Computing Variance and Expected Value With Random Variables

181 Views Asked by At

Consider tossing an unbiased coin until we see exactly k heads. Let Y be the random variable corresponding to the total number of coin tosses required.

My instructor has given the following hint: Let $Y = X1+X2+. . .+Xk$ where $Xi$ is the number of extra coin tosses required after the (i − 1)th head is observed until the ith head is observed.

  • Compute $E(Y)$

    I'm thinking of using a summation of sorts to do here. Perhaps $\sum{Xi}\frac{1}{2}$? I'm trying to figure out how to imply the hint my professor gave into this. I also notice that each $Xi$ is the same type of random variable. I'm thinking to use something around the Linearity of Expectation to determine the answer.

  • Compute var(Y)

    If I can get E(Y), this is incredibly straight-forward.

  • Define Z = Y /k: Compute E(Z) and var(Z)

    I'm assuming that it would be the same process as E(Y), except I would replace a variable in the summation with Y/k.

  • Use the Chebyshev bound to prove a bound on P(|Z − E(Z)| ≥ 2) in terms of k.

    I currently have that $P(|Z-\mu|≥k\sigma) \,≤\,\frac {1}{k^2}$, however, I am stuck with obtaining the proper variance for this. This means that $\sigma = E(Z)$ but I cannot figure out the other variables.

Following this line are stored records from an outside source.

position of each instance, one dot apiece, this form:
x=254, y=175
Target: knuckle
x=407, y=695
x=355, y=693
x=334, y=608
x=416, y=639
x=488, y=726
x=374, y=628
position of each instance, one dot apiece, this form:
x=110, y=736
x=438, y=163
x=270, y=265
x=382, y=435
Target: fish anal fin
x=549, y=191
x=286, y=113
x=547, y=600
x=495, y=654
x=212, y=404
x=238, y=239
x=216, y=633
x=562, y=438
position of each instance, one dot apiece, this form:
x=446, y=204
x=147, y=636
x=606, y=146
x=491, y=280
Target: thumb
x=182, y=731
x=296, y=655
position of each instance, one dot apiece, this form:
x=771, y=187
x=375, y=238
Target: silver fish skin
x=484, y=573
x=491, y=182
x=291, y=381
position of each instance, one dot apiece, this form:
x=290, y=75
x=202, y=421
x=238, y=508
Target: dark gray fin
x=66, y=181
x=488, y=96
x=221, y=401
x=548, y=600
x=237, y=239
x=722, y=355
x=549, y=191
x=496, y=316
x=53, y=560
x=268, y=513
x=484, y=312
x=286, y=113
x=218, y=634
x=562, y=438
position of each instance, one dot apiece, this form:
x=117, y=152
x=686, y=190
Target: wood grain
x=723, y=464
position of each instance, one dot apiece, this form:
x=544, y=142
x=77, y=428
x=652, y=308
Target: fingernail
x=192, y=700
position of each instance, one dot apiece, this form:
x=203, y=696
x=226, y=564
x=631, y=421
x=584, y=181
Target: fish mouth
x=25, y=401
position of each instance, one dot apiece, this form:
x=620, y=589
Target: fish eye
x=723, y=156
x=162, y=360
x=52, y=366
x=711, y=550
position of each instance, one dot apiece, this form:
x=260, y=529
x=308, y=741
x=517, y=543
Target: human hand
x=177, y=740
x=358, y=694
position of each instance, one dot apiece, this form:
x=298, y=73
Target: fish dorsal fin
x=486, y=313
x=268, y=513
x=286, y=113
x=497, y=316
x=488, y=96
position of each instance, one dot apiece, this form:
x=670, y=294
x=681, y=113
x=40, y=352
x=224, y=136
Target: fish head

Everything I've attempted so far is incorrect merely because I am incorrectly interpreting different statistical rules. Work would be highly appreciated in assistance to figuring these out.

1

There are 1 best solutions below

0
On BEST ANSWER

Here are some pointers that may help the OP to get started. We have from first principles that the probability of needing $T$ samples that it is given by

$$P[T=m] = \frac{1}{2^m} {m-1\choose k-1}.$$

Let us verify that this is a probability distribution:

$$\sum_{m\ge k} P[T=m] = \sum_{m\ge k} \frac{1}{2^m} {m-1\choose k-1} = \frac{1}{2^k} \sum_{m\ge 0} \frac{1}{2^m} {m+k-1\choose k-1} \\ = \frac{1}{2^k} \sum_{m\ge 0} \frac{1}{2^m} [z^m] \frac{1}{(1-z)^k} = \frac{1}{2^k} \frac{1}{(1/2)^k} = 1$$

and the sanity check goes through. We get for the factorial moments

$$\mathrm{E}[T(T-1)\ldots (T-(\ell-1))] = \sum_{m\ge k} {m\choose \ell} \ell! P[T=m] \\ = \ell! \sum_{m\ge k} {m\choose \ell} \frac{1}{2^m} {m-1\choose k-1} = \ell! \frac{1}{2^k} \sum_{m\ge 0} \frac{1}{2^m} {m+k\choose \ell} {m+k-1\choose k-1} \\ = \ell! \frac{1}{2^k} \sum_{m\ge 0} \frac{1}{2^m} {m+k-1\choose k-1} [z^\ell] (1+z)^{m+k} \\ = \ell! [z^\ell] \frac{(1+z)^k}{2^k} \sum_{m\ge 0} \frac{1}{2^m} {m+k-1\choose k-1} (1+z)^{m} \\ = \ell! [z^\ell] \frac{(1+z)^k}{2^k} \frac{1}{(1-(1+z)/2)^k} = \ell! [z^\ell] \frac{(1+z)^k}{(1-z)^k}.$$

This is

$$\ell! \sum_{r=0}^\ell {k\choose r} {\ell-r+k-1\choose k-1}.$$

We thus obtain

$$\mathrm{E}[T] = 1\times {k\choose k-1} + k\times {k-1\choose k-1} = 2k$$

Furthermore

$$\mathrm{E}[T(T-1)] = 2\times 1\times {k+1\choose k-1} + 2\times k\times {k\choose k-1} + 2\times {k\choose 2}\times {k-1\choose k-1} \\ = (k+1)k + 2k^2 + k(k-1) = 4k^2.$$

This yields for the variance

$$\mathrm{Var}[T] = \mathrm{E}[T(T-1)] + \mathrm{E}[T] - \mathrm{E}[T]^2 = 4 k^2 + 2k - (2k)^2 = 2k.$$

Observe that when we consult e.g. Wikipedia on the negative binomial distribution we find that most entries like the German one and the English one present two varieties of this distribution, one of them where only the number of successes is counted i.e. the non-constant statistic, and another where we count the total number of trials. It appears this question asks for the latter, which is what we computed above.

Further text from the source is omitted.